Bug 507421

Summary: Cluster flow control does not appear to be working properly.
Product: Red Hat Enterprise MRG Reporter: Alan Conway <aconway>
Component: qpid-cppAssignee: Alan Conway <aconway>
Status: CLOSED ERRATA QA Contact: Tomas Rusnak <trusnak>
Severity: high Docs Contact:
Priority: high    
Version: 1.1.1CC: freznice, gsim, ppecka, trusnak
Target Milestone: 1.3   
Target Release: ---   
Hardware: All   
OS: Linux   
Whiteboard:
Fixed In Version: Doc Type: Bug Fix
Doc Text:
Story Points: ---
Clone Of: Environment:
Last Closed: 2010-10-14 16:02:10 UTC Type: ---
Regression: --- Mount Type: ---
Documentation: --- CRM:
Verified Versions: Category: ---
oVirt Team: --- RHEL 7.3 requirements from Atomic Host:
Cloudforms Team: --- Target Upstream Version:
Embargoed:
Attachments:
Description Flags
Patch to verify read-credit on recent code.
none
Patch to verify read-credit on revision 752560.
none
Correct patch to verify read-credit on revision 752560. none

Description Alan Conway 2009-06-22 17:52:56 UTC
Description of problem:

While investigating bug 507388 it appears that cluster flow control is not working properly. By adding log statements to cluster::Connection::decode and giveReadCredit I saw long runs of calls to decode without any credit. These are interleaved with runs where credit appears to be workig properly.
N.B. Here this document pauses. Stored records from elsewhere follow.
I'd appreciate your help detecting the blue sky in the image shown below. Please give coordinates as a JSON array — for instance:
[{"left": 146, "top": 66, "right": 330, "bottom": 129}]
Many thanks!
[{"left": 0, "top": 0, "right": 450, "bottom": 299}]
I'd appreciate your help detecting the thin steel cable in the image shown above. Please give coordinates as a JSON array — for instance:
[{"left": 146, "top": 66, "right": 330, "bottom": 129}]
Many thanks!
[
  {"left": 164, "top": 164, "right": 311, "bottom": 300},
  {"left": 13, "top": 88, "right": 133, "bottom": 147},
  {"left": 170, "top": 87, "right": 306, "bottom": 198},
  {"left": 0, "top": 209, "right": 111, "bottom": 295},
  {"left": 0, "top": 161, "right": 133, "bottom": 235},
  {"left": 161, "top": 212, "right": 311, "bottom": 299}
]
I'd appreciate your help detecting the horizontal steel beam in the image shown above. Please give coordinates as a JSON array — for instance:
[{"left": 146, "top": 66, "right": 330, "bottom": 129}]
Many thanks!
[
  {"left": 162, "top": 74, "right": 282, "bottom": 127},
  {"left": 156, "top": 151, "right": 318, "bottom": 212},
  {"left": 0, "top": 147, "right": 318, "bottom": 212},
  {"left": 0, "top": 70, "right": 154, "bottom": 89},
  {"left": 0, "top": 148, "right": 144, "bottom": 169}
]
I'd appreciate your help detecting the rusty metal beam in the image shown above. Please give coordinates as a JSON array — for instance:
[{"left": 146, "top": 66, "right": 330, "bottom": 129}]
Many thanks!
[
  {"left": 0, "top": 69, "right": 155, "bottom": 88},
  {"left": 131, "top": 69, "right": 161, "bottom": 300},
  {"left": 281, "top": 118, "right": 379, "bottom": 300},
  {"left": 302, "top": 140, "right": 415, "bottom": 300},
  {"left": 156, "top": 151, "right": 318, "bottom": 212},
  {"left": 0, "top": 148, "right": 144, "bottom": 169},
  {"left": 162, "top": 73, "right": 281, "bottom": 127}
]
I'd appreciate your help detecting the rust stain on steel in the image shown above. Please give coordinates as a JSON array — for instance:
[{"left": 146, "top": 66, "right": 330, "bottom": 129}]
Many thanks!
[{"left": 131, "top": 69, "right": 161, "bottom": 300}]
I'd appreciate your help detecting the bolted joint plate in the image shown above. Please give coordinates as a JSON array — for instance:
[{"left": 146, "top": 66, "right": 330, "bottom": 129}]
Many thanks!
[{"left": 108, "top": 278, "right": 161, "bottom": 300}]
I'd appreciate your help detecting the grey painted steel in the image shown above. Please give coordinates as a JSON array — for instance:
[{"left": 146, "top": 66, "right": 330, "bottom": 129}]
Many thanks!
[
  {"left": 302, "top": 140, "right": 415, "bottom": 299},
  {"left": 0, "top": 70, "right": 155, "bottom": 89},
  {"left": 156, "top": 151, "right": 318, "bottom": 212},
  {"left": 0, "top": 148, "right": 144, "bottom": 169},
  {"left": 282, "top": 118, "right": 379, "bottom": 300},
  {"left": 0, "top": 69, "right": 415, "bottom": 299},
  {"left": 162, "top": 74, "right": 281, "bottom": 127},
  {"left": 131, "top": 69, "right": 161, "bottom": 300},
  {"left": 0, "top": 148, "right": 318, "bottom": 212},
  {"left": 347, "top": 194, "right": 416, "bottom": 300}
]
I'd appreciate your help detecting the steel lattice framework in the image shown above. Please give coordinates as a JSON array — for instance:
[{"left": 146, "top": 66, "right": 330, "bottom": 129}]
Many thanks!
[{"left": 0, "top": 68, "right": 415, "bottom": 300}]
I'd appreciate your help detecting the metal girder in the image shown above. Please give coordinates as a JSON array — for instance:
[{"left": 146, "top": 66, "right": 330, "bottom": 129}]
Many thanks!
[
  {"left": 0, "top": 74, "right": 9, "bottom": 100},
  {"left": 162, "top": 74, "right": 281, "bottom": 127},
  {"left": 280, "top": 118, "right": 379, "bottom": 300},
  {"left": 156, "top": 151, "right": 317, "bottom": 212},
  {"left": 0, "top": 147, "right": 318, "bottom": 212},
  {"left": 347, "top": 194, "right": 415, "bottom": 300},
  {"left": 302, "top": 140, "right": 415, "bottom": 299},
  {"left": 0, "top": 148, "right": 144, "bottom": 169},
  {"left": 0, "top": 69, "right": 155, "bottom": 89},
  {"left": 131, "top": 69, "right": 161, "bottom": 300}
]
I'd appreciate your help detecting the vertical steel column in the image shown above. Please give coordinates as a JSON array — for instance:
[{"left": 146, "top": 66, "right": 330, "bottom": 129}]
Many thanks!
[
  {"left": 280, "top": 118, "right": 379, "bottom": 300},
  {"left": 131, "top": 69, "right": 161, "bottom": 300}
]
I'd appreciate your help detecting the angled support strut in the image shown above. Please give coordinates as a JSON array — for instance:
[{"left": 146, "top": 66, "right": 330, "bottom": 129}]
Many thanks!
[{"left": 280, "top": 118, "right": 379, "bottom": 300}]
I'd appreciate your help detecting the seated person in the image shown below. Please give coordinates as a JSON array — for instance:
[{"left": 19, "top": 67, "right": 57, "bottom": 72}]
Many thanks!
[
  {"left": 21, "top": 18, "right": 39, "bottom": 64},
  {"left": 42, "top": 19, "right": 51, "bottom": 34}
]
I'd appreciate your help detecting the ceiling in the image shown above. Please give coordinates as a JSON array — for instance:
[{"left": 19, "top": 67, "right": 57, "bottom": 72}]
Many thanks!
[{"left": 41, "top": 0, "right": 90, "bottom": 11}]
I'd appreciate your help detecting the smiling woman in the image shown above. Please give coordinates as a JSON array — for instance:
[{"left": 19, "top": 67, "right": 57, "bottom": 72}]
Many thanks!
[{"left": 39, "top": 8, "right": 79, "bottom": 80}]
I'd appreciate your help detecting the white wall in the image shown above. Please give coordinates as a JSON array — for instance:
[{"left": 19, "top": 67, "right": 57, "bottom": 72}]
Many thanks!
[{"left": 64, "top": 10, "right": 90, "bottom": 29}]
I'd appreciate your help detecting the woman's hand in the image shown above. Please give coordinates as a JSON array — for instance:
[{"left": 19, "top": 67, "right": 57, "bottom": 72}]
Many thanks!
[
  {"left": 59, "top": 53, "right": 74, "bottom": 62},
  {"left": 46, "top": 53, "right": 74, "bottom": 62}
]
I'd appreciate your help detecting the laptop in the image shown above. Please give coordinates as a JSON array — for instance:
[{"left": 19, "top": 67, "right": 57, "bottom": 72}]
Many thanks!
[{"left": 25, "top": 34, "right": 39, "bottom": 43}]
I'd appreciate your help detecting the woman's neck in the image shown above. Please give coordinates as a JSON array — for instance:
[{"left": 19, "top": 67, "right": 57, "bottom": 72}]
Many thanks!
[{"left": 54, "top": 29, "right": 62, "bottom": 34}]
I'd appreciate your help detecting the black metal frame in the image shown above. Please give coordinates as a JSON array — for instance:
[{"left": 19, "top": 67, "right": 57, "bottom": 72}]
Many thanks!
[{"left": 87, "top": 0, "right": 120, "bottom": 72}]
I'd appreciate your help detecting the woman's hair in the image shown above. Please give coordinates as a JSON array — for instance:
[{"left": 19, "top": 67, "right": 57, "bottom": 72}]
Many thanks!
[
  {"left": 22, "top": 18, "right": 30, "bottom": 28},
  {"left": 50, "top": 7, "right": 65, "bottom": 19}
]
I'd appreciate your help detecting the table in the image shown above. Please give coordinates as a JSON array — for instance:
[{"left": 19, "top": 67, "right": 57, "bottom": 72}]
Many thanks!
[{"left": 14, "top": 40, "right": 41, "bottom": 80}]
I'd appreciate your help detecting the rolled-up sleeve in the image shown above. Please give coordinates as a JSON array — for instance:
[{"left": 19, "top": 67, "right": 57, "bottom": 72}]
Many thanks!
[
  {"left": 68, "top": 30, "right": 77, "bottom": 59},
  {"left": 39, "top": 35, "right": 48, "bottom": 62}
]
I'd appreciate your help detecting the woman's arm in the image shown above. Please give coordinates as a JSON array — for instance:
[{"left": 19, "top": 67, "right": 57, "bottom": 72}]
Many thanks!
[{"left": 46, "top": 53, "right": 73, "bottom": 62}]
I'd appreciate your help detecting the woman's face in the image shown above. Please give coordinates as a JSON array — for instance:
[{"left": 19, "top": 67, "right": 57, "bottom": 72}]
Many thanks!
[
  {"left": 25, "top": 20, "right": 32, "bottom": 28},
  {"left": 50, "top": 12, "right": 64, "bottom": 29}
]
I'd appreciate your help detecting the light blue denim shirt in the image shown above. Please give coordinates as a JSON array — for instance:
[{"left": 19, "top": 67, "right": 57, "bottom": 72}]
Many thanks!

Comment 1 Alan Conway 2009-09-09 21:36:36 UTC
Cluster flow control fixed as of r813100

Comment 2 Alan Conway 2009-09-10 14:57:52 UTC
The fix to cluser flow control requires both of the following commits
813100 and 810591

Comment 4 ppecka 2010-06-07 14:52:43 UTC

Can term "long runs of calls" be specified with some integer approximation. 

does "credit" in "...decode without any credit..." mean, that line "giveReadCredit(1);" is actually not evaluated within qpid::cluster::Connection::decode?

Actually i've tried to check on described that behaviour with r810573 over gdb, started similar configuration as in bug 507388, and then set up break on line where giveReadCredit(1); is inside qpid::cluster::Connection::decode while running perftest --durable=true --size=8
During my last try i saw 914 calls of qpid::cluster::Connection::decode which never resulted in calling giveReadCredit(1);


otherwise when i checked with just one "break qpid::cluster::Connection::giveReadCredit"
then many calls of giveReadCredit method (1500254) were observed

Can you please clarify this issue?

Comment 5 Alan Conway 2010-06-08 12:33:12 UTC
Long runs means > --cluster-read-max which is 10 by default. I was seeing runs of 20-100 I believe. I demonstrated the problem by adding log or printf statements to giveReadCredit and decode. If flow control is working then this should always be true:

0 <= (number_of_decode - number_of_giveReadCredit) <= --cluster-read-max

Not sure what you were seeing in the debugger.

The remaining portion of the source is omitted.